Recep Tayyip Erdogan a essuyé un revers inédit en 16 ans au pouvoir lors des municipales de dimanche, au cours desquelles son parti a été défait à Istanbul. L'éclairage de Guillaume Perrier, auteur du livre "Dans la tête d'Erdogan".

"G agner Istanbul, c'est gagner la Turquie", aime dire le président turc Recep Tayyip Erdogan . Lors des élections municipales de dimanche, Binali Yildirim, le candidat de son parti, le Parti de la justice et du développement (AKP) , a été battu par Ekrem Imamoglu, le candidat du CHP, principal parti d'opposition. Mardi 2   avril, l'AKP a annoncé qu'il allait contester les résultats du scrutin.

Cette défaite du parti d'Erdogan à Istanbul, la plus grande ville de Turquie et la capitale économique du pays, mais aussi à Ankara, la capitale administrative, est un revers inédit pour le " raïs" ("le chef") au pouvoir – en tant que Premier ministre ou président – depuis 2003. Pour analyser la portée de l'événement, France   24 a interrogé Guillaume Perrier, journaliste, ancien correspondant en Turquie et auteur du livre "Dans la tête d'Erdogan" (éd.   Actes Sud).

France  24 : Pourquoi le revers du parti d'Erdogan à Istanbul est-il significatif   ?

Guillaume Perrier  : Il peut être tentant de voir la défaite de l'AKP à Istanbul avant tout comme un symbole, mais c'est davantage que cela. Erodgan a été maire de la ville dans les années  19 90   : c'est son fief, l'endroit où il a bâti sa carrière politique. On dit souvent qu'Istanbul est "la vitrine d'Erdogan", mais c'est plus profond. Un électeur sur six en Turquie est stambouliote, la ville est devenue son laboratoire   : il a d'ailleurs toujours dit que gagner Istanbul, c'était gagner la Turquie. Par ailleurs, du fait de sa puissance économique, la mégalopole a toujours été une source importante de financement pour l'action d'Erdogan.

Il s'agit de défaites à des élections municipales, en quoi cela atteint-il le président Erdogan   ?

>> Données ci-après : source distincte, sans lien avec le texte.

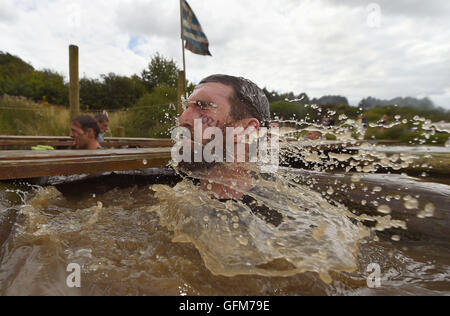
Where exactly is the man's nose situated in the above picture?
[179,107,198,130]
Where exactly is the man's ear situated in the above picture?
[87,128,96,138]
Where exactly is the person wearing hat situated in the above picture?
[178,74,270,199]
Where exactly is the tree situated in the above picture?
[80,73,146,110]
[141,53,179,92]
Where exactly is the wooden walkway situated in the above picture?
[0,136,172,149]
[0,147,171,180]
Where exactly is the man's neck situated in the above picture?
[86,140,100,150]
[200,164,252,200]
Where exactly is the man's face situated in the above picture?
[179,83,233,136]
[98,121,109,133]
[70,122,91,149]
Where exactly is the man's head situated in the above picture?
[95,113,109,134]
[180,75,270,136]
[70,115,100,149]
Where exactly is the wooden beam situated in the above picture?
[0,148,171,180]
[0,136,173,148]
[177,71,186,116]
[69,45,80,119]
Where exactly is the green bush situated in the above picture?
[126,84,177,138]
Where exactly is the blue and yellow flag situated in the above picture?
[182,0,212,56]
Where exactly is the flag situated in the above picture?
[182,0,212,56]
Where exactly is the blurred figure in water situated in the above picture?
[359,115,369,128]
[378,114,389,130]
[70,115,100,150]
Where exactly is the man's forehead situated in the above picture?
[191,82,233,99]
[70,122,82,130]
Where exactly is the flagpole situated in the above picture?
[180,0,186,91]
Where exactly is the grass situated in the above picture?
[0,96,70,136]
[0,95,175,138]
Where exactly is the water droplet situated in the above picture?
[377,205,391,214]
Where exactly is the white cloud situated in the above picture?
[0,0,450,108]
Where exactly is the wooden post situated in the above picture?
[178,71,186,115]
[69,45,80,119]
[117,126,125,138]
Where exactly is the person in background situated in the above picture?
[70,115,100,150]
[95,112,109,143]
[359,115,369,128]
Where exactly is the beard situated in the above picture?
[177,139,226,173]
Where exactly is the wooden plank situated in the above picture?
[0,147,170,162]
[0,136,173,148]
[0,148,171,180]
[69,45,80,119]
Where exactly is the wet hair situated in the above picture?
[72,115,100,138]
[199,74,270,126]
[95,113,109,123]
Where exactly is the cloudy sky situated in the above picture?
[0,0,450,109]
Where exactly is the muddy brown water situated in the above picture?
[0,169,450,295]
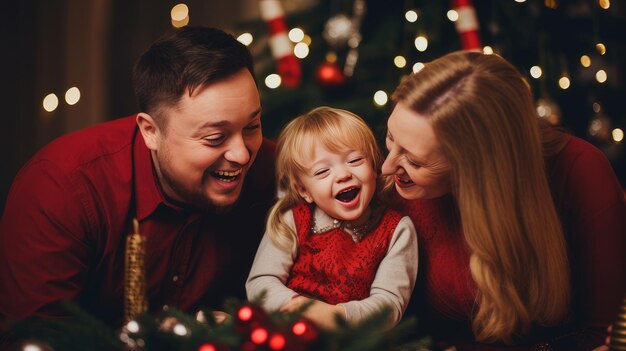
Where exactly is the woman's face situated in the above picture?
[382,103,450,200]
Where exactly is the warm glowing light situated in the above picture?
[269,334,285,350]
[65,87,80,105]
[289,27,304,43]
[530,66,543,79]
[43,94,59,112]
[598,0,611,10]
[237,33,254,46]
[198,344,217,351]
[596,69,608,83]
[293,43,309,58]
[404,10,418,23]
[447,10,459,22]
[22,344,41,351]
[126,321,139,333]
[265,73,282,89]
[544,0,559,10]
[592,102,602,113]
[393,56,406,68]
[291,322,307,336]
[580,55,591,67]
[413,62,424,73]
[172,16,189,28]
[250,328,267,345]
[170,4,189,22]
[326,51,337,63]
[237,306,252,322]
[374,90,389,106]
[172,323,188,336]
[415,35,428,52]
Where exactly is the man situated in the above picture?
[0,27,275,325]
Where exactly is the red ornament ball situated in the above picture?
[269,334,287,350]
[250,328,267,345]
[198,344,217,351]
[315,61,346,87]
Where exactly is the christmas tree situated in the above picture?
[237,0,626,184]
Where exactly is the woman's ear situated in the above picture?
[296,183,313,203]
[136,112,163,151]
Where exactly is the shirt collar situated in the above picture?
[133,126,165,221]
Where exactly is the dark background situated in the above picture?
[0,0,626,214]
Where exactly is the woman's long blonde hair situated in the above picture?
[266,107,382,252]
[392,52,571,343]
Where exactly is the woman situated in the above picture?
[382,52,626,350]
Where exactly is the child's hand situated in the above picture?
[280,296,346,329]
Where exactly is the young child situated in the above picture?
[246,107,417,328]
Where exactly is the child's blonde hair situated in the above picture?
[267,107,382,252]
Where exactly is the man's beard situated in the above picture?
[156,154,238,214]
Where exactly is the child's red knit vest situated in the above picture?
[287,203,402,305]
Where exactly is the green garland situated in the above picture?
[10,300,431,351]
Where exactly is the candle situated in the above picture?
[124,219,148,322]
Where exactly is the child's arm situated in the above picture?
[339,216,418,327]
[246,211,296,311]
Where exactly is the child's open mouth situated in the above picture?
[211,168,243,182]
[335,187,361,202]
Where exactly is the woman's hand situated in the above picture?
[280,296,346,329]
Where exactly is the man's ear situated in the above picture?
[136,112,162,151]
[296,183,313,203]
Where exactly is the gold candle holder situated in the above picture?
[124,219,148,322]
[610,296,626,351]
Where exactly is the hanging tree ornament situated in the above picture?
[537,97,561,125]
[451,0,482,50]
[318,0,366,80]
[343,0,365,77]
[259,0,302,88]
[315,52,346,89]
[322,14,354,50]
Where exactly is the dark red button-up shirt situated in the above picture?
[0,116,275,324]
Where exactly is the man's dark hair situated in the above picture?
[133,26,254,126]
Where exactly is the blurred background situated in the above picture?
[0,0,626,210]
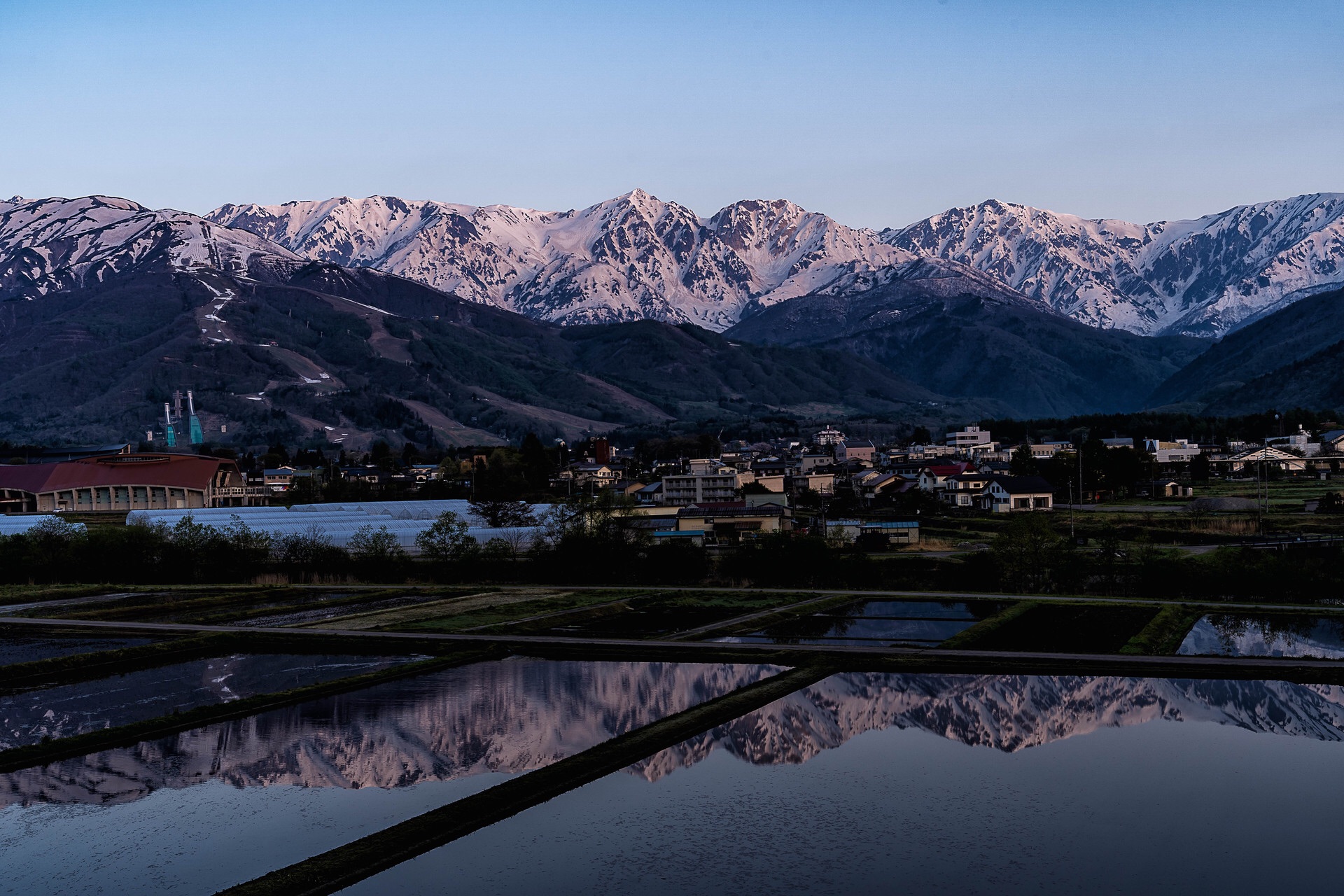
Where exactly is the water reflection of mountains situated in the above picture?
[0,659,1344,805]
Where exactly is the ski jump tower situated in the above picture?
[164,402,177,447]
[187,390,206,444]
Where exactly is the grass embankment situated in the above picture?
[0,584,146,611]
[11,587,461,624]
[392,589,853,638]
[222,666,832,896]
[0,648,504,774]
[1119,603,1204,657]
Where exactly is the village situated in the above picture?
[0,416,1344,552]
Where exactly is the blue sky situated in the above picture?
[0,0,1344,227]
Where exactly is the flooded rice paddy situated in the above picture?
[0,633,159,666]
[0,658,777,893]
[716,601,1001,646]
[0,654,410,750]
[1179,614,1344,659]
[344,674,1344,896]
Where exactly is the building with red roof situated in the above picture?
[0,454,267,513]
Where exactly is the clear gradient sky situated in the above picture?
[0,0,1344,227]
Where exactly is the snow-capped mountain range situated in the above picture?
[207,190,914,330]
[882,193,1344,336]
[10,658,1344,807]
[8,190,1344,336]
[207,190,1344,336]
[0,196,305,298]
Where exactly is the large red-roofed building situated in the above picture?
[0,454,267,513]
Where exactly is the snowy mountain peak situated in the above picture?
[883,193,1344,336]
[0,196,302,298]
[209,188,911,330]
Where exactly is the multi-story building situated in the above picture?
[948,426,993,451]
[1144,440,1200,463]
[663,466,741,506]
[812,423,844,446]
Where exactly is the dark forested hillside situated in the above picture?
[1151,290,1344,414]
[0,259,997,447]
[727,271,1207,416]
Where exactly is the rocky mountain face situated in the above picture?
[207,190,1344,336]
[209,190,953,330]
[0,196,973,450]
[0,196,305,300]
[0,658,1344,806]
[882,193,1344,336]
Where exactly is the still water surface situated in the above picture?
[0,658,777,893]
[0,654,410,750]
[716,601,1001,646]
[1177,612,1344,659]
[345,674,1344,896]
[0,634,158,666]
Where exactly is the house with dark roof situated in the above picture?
[980,475,1055,513]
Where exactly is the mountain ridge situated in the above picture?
[207,190,1344,336]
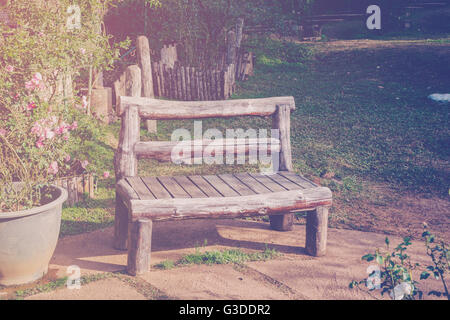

Il n'y a pas d'élections locales en Turquie, tout scrutin est un scrutin national. D'ailleurs, Erdogan s'est investi personnellement dans cette campagne municipale. À Ankara, la défaite de l'AKP peut s'expliquer en partie par un contexte local et la mauvaise gestion de la ville pendant 25   ans par l'ancien maire, Melih Gökçek, écarté par Erdogan en 2017. Mais à Istanbul, le candidat de l'AKP qui a été défait, Binali Yildirim, est un des proches d'Erdogan   : il l'a aidé à fonder l'AKP en 2001, il a été son ministre des Transports, et même son Premier ministre. Erdogan est déjà assez isolé politiquement, mais là c'est son dernier cercle qui est désavoué.

Mais Erdogan est une bête politique. Malgré ces défaites à Ankara et Istanbul, il limite la casse. Dans son discours, dimanche, il a insisté sur le fait qu'au niveau national, l'AKP et ses alliés avaient obtenu plus de 50   % des voix. Cela lui permet de continuer à dire qu'il a le peuple derrière lui et de présenter ces municipales comme une victoire. Mais c'est d'autant moins le cas qu'il faut bien garder à l'esprit que ces élections n'ont pas été des élections libres et démocratiques   : le chef du troisième parti politique est en prison, les médias sont muselés…

L'AKP a décidé de contester les résultats à Istanbul, que peut-il se passer   ?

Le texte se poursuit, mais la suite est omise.